The 12 rooms’ retrospective devoted to Jean-Michel Basquiat by the Musée d’art moderne de la ville de Paris (15 october 2010 – 30 january 2011) showed the artist’s development, since 1978 until his death in 1988. It was the first time I sought an exhibition of graffitis under a roof and I was really excited. My first contact with graffiti happened when I worked in the National University Art’s Department (2002-2003) in Bogota. I’ve met a group of hip-hop with breakdancers, rap singers, graffiti writers/painters and dj’s, four practices that made part of a cultural movement. The members of the group were from a shanty town in Bogotá, Ciudad Bolívar, and the project with university was orientated to explore how this kind of expression could be integrated into an education system.

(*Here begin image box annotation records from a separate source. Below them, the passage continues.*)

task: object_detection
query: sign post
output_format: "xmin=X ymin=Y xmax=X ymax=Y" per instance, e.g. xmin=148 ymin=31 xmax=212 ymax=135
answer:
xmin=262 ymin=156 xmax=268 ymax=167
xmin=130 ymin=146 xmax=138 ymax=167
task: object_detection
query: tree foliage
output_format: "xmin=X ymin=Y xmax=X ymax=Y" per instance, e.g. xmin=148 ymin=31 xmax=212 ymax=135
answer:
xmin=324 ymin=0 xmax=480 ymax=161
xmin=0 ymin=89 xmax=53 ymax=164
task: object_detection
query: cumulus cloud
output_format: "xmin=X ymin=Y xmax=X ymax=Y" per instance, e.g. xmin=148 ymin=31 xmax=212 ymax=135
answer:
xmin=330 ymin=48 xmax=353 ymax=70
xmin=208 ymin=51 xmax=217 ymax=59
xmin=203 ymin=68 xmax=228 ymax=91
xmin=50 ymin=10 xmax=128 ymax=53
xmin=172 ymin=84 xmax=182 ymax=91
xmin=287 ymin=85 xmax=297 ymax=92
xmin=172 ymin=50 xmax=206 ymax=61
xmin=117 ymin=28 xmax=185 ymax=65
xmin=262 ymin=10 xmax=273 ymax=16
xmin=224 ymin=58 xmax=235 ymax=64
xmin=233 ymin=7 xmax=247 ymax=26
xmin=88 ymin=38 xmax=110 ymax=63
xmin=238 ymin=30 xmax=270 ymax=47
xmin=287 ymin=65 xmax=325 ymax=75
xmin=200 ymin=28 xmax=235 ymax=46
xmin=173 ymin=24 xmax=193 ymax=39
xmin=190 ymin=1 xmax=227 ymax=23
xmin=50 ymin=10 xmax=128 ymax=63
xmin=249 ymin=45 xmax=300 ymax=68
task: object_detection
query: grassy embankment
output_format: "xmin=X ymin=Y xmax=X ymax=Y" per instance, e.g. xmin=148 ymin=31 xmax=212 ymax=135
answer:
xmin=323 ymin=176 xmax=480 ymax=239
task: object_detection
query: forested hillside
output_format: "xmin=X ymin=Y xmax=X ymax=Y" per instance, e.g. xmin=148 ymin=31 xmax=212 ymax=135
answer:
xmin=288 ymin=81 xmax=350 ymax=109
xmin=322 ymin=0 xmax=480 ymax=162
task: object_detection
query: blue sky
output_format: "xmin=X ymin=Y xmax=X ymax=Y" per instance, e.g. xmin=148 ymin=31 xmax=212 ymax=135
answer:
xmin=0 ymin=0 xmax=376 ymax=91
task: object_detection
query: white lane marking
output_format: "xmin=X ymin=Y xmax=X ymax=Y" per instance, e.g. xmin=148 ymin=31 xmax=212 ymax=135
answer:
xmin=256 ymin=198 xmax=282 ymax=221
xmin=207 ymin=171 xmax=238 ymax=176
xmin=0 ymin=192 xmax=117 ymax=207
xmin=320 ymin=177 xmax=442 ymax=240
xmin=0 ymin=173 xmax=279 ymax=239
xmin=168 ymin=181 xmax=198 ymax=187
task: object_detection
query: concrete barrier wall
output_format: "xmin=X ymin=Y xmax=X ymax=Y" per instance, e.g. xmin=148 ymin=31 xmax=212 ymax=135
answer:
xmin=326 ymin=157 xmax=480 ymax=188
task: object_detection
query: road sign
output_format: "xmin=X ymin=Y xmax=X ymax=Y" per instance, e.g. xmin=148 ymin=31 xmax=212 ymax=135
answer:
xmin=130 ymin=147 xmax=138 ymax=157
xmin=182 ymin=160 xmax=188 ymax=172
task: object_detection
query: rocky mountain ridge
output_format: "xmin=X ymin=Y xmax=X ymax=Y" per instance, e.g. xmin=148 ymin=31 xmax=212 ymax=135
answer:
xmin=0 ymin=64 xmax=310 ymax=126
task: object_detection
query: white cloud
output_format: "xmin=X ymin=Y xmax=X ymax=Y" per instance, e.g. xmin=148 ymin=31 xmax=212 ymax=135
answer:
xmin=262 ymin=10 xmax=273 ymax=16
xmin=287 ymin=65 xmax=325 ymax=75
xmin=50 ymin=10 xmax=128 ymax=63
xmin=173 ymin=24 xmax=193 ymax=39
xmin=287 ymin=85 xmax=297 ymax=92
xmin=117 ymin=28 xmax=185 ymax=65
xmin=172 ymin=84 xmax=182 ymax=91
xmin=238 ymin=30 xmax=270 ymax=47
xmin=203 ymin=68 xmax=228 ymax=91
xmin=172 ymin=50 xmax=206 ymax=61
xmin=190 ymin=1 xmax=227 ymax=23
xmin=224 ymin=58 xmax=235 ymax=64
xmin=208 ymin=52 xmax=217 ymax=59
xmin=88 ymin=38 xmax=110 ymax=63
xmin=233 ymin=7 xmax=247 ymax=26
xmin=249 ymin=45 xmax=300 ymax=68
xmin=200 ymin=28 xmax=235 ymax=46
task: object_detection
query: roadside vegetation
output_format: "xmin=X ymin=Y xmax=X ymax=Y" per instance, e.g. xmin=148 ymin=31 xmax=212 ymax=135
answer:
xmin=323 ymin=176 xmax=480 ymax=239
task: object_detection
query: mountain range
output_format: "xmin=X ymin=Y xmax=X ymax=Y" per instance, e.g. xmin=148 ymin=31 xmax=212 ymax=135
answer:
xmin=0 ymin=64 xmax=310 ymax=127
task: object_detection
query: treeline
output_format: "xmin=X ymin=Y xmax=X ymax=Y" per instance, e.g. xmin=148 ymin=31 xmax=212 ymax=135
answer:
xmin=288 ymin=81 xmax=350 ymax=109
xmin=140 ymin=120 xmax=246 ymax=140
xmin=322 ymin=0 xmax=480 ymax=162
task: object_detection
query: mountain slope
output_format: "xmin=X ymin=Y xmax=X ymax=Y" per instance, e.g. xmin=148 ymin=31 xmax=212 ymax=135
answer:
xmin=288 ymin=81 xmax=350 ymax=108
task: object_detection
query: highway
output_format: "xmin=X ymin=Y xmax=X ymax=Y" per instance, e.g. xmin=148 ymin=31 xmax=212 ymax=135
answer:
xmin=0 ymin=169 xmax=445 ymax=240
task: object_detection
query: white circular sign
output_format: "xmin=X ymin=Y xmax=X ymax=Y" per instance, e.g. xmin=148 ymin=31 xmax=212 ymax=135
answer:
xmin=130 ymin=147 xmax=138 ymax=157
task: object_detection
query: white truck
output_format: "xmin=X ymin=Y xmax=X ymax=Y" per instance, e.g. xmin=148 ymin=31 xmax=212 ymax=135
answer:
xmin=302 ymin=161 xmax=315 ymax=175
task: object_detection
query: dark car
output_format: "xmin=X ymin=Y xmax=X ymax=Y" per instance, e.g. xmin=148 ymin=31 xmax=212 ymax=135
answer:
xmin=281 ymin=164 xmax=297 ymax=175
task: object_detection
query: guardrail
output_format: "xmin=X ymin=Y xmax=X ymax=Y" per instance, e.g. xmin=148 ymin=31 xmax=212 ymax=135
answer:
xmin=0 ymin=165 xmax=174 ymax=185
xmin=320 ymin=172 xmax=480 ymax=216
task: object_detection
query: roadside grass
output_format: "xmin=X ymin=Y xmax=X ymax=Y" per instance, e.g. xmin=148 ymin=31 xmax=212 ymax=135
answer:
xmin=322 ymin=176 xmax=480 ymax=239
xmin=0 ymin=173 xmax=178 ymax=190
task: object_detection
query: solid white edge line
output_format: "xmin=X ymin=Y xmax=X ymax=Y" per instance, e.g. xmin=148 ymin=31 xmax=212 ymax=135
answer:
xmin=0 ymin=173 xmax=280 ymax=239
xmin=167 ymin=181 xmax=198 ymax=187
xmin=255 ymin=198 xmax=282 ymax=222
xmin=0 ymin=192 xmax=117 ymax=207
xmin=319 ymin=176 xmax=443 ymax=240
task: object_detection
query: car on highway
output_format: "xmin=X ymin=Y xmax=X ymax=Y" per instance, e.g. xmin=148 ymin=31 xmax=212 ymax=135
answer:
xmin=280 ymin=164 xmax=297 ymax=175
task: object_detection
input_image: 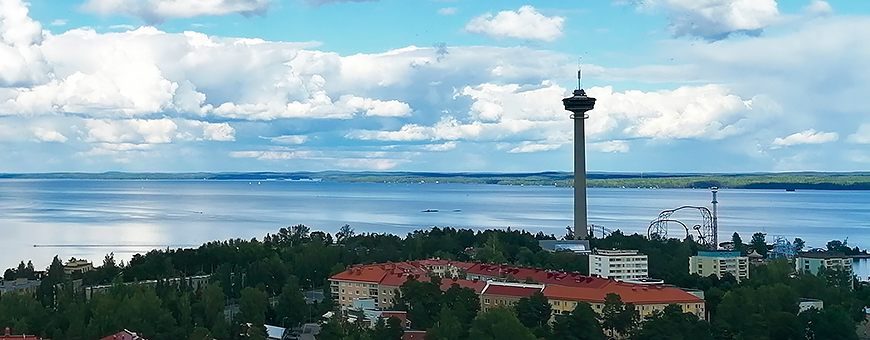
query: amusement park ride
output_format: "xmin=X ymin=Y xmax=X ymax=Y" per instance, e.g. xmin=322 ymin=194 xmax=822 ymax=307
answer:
xmin=647 ymin=187 xmax=719 ymax=249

The history of Basquiat is really different. He was not from a shanty town, and graffiti was not for him articulated into a cultural movement. Basquiat was a self-taught artist, but we know that Basquiat’s mother regularly bringing him into museums and encouraged him to draw in the everyday life. The way I see it, museum’s visits with mom were strong bases to develop an artist. So, his recognition into art’s market and history was not fortuitous. It’s amazing the mistrust he can inspire among people who thinks that something borned in streets is destinated to remain in streets, people who express a strong “naturalized” scope of the art world. Basquiat made graffiti, but he doesn’t borns in street: he borns in museums.
The room 2 of the exhibition had some works coming from the exhibition “New York/ New Wave” realized in february 1981 at P.S.1.. I don’t know why organizers of Mamvp’s exhibition (Hergott, Buchhart, Carron de la Carrière) highlighted the fact that Basquiat used a personal signature for the first time into the piece Cadillac Moon and that he has crossed out the “Samo” pseudonym. They consider that it was “a move away from graffiti and an assertion of his new identity as a painter”. The problem is that the “Same Old Shit” or “Samo” pseudonym, a collaboration between Basquiat and Al Díaz was already an artistic affirmation. To illustrate that, some statements featured by Samo could be persuasive : “Samo for the so-called avant-garde” or “Samo as an alternative to playing art with the ‘radical? chic sect on daddy$ funds”. Who’s avant-garde? Who is playing art?
The only thing that I can accept by the moment is that this event marked a step between outdoors and indoors practice, and that’s certainly a meaningful step. What’s the meening?